Research 'Boutiques' Survive as Investment Iconoclasts
| NEW YORK
IF it's ornate furnishings that you want in an investment house - mahogany sitting rooms, Ming Dynasty vases, and Persian rugs - then Gerard Klauer Mattison & Co. might seem somewhat rustic.
But Emanuel Gerard almost revels in the Spartan offices of GKM, which are tucked away in an unobtrusive building on Madison Avenue in midtown Manhattan, far from Wall Street on the southern tip of the island.
Gerard Klauer Mattison, members of the New York Stock Exchange, is a "research boutique one of some 25 small-to-medium sized research/trading firms found around the United States that compete with large investment houses such as Merrill Lynch & Co., PaineWebber, or Dean Witter & Co. And GKM is also a case study in not just how a boutique manages to survive against the big players on the investment block, but also how it finds a degree of profitability and recognition along the way. As "Manny" Gerard is q uick to note, overhead is far lower in his cramped, no-frills offices than in the more lavish settings of Wall Street. However, his firm is considering moving to slightly larger quarters. The 30 people or so who work for GKM are scramblers. They work for far less than they might receive in a large brokerage house. With a mix of grit and innovation, they provide a broad range of client services, including helping to bring new issues to market, pure research, and trading. "This firm [which was founded in May,
1989] started with one basic premise," says Mr. Gerard. "We have to make money for our clients. When we can do that, then we'll create a business that's profitable."
Research boutiques are considered the hard-driving idea shops of Wall Street. They have to be to survive, says veteran Wall Street analyst Perrin Long, Jr., with First of Michigan Corporation, a brokerage house. When the stock market periodically goes into a tailspin and larger firms lay off surplus analysts and partners, some of these people launch new boutiques. These firms struggle to compete with older boutiques. Not all survive. Mr. Long says that the number of major boutiques has stayed relatively
constant during the past decade.
Investment houses continue to shed analysts. There are about 2,500 security analysts in the US, compared to around 3,000 before the market crash of October, 1987, according to Marcia Boysen, an official of Nelson Publications of Port Chester, N.Y.

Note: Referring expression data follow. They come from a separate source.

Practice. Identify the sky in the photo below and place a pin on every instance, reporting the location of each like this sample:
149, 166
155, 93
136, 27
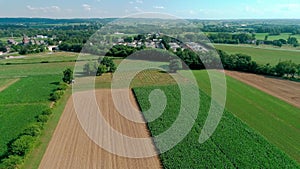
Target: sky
187, 9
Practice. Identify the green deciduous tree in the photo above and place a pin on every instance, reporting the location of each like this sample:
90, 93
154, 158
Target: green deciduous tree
22, 145
175, 64
12, 162
68, 75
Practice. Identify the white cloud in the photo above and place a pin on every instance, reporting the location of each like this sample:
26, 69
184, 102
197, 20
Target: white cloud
44, 9
159, 7
138, 9
87, 7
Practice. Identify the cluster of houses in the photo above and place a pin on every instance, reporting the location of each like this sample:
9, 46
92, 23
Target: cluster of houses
37, 39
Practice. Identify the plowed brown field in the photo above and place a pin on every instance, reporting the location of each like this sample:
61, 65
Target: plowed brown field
71, 148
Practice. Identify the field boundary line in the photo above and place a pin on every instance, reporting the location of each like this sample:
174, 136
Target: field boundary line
9, 84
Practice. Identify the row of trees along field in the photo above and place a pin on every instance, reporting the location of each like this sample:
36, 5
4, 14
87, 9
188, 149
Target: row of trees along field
21, 146
103, 65
244, 38
238, 62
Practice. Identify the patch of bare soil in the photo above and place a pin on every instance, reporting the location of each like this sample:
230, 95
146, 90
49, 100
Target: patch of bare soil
71, 148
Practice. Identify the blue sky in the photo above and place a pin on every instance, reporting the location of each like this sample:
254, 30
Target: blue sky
199, 9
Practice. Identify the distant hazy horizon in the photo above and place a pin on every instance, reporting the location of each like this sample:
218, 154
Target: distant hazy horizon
192, 9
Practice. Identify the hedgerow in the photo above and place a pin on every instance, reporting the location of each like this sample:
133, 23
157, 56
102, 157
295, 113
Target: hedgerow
233, 144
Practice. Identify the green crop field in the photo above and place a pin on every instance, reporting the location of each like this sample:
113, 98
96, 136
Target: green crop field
261, 36
5, 81
25, 99
275, 119
262, 56
233, 145
21, 102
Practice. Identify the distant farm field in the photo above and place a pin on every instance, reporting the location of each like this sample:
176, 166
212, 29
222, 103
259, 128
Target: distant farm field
233, 145
275, 119
261, 36
260, 55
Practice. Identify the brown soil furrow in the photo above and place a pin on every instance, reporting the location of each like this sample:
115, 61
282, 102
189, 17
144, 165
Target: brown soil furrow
71, 148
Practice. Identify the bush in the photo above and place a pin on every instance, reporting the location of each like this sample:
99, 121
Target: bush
47, 112
62, 86
33, 130
101, 69
42, 118
12, 162
56, 95
22, 145
175, 65
68, 75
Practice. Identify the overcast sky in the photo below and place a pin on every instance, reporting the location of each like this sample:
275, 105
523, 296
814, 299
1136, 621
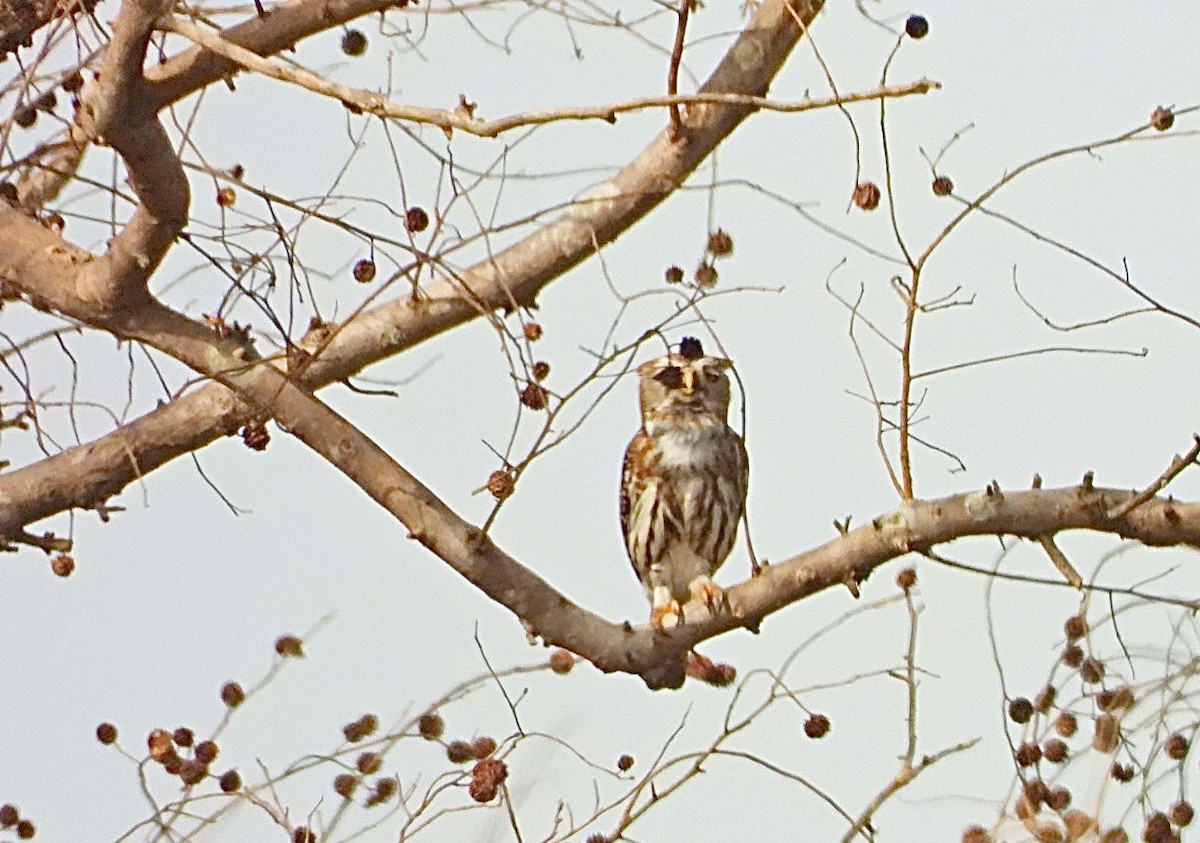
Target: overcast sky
178, 595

GKM revels in an iconoclastic approach to Wall Street. Institutional Investor magazine calls them "Wall Street's bad boys" because of their willingness to say the unconventional about a stock - even if that particular stock is one that they might have themselves helped bring to market. "The word 'sell' doesn't bother us in the least," laughs Gerard - a word that may well be used infrequently in not a few brokerage houses, especially if they hold positions themselves in a stock. Gerard's position: Tell th e truth about each stock.
In one part of GKM's crowded quarters, research analysts monitor some 15 basic stock sectors. In another section, traders work telephones in front of brightly lit computer screens. There is an area dealing with over-the-counter stocks. And GKM has served as a sales agent. It helped bring to market three new stock issues. GKM may also be an agent on a fourth underwriting, now in the planning stages.

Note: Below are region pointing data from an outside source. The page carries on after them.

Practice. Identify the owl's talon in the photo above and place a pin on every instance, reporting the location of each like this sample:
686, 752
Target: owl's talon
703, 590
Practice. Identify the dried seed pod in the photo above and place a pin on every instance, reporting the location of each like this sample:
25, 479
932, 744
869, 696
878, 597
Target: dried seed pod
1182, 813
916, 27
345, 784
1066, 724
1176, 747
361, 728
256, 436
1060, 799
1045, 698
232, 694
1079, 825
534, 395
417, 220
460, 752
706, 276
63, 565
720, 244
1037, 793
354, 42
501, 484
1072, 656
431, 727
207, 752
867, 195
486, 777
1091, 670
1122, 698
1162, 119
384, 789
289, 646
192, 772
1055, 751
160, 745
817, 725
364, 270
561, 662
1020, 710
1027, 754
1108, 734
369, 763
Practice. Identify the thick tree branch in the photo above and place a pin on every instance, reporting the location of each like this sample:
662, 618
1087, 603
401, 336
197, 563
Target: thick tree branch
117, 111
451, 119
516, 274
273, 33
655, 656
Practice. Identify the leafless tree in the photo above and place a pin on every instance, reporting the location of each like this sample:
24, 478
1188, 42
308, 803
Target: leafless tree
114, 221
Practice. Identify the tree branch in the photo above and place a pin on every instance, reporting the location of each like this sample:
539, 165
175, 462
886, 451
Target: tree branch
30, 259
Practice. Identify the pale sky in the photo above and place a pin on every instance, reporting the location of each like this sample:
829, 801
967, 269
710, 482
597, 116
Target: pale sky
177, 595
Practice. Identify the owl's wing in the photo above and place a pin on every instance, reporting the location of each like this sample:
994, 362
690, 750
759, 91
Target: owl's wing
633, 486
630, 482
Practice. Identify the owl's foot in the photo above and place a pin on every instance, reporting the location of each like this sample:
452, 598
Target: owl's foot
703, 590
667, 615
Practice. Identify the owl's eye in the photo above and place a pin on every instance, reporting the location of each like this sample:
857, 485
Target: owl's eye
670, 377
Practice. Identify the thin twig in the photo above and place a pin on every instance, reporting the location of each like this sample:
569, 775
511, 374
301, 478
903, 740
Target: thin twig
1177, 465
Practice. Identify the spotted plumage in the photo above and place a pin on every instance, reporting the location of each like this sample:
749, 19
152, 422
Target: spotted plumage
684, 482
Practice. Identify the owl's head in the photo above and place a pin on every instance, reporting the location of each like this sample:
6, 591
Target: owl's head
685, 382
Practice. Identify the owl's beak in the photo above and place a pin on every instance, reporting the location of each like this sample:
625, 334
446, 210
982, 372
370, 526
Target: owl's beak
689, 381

Last year GKM had revenues of about $20 million according to Gerard, up from $8.5 million in 1990.
The firm managed to break even in both 1990 and 1991 and expects to do so in '92. This year, he says, "we'll have a good year," although revenues may be a "tad less" than last year.

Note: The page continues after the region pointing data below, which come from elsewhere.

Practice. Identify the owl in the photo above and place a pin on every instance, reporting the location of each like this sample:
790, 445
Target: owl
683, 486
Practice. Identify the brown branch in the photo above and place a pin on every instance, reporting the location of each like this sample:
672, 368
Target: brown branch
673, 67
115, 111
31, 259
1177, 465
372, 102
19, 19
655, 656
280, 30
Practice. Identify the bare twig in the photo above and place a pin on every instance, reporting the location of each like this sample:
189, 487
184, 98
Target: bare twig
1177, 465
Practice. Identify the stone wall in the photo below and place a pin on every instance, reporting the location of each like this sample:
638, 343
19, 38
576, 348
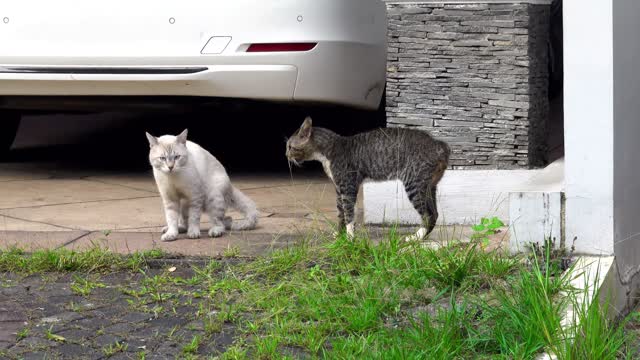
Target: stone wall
474, 75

Gerard is as much showman as investment-house mogul. That's fitting; he spent a decade in the office of the president of Warner Communications, the multimedia conglomerate.
Gerold Klauer, the in GKM, says that the stock market should continue to provide a promising environment for small boutiques like GLM.
Given low interest rates, he says, stocks remain about the only real option for investors. Low rates should also eventually jump-start the economy, he says. Even if the market does go into a "correction," Mr. Klauer says that GKM would be very candid about advising its 150 or so institutional clients which stocks to buy - or sell.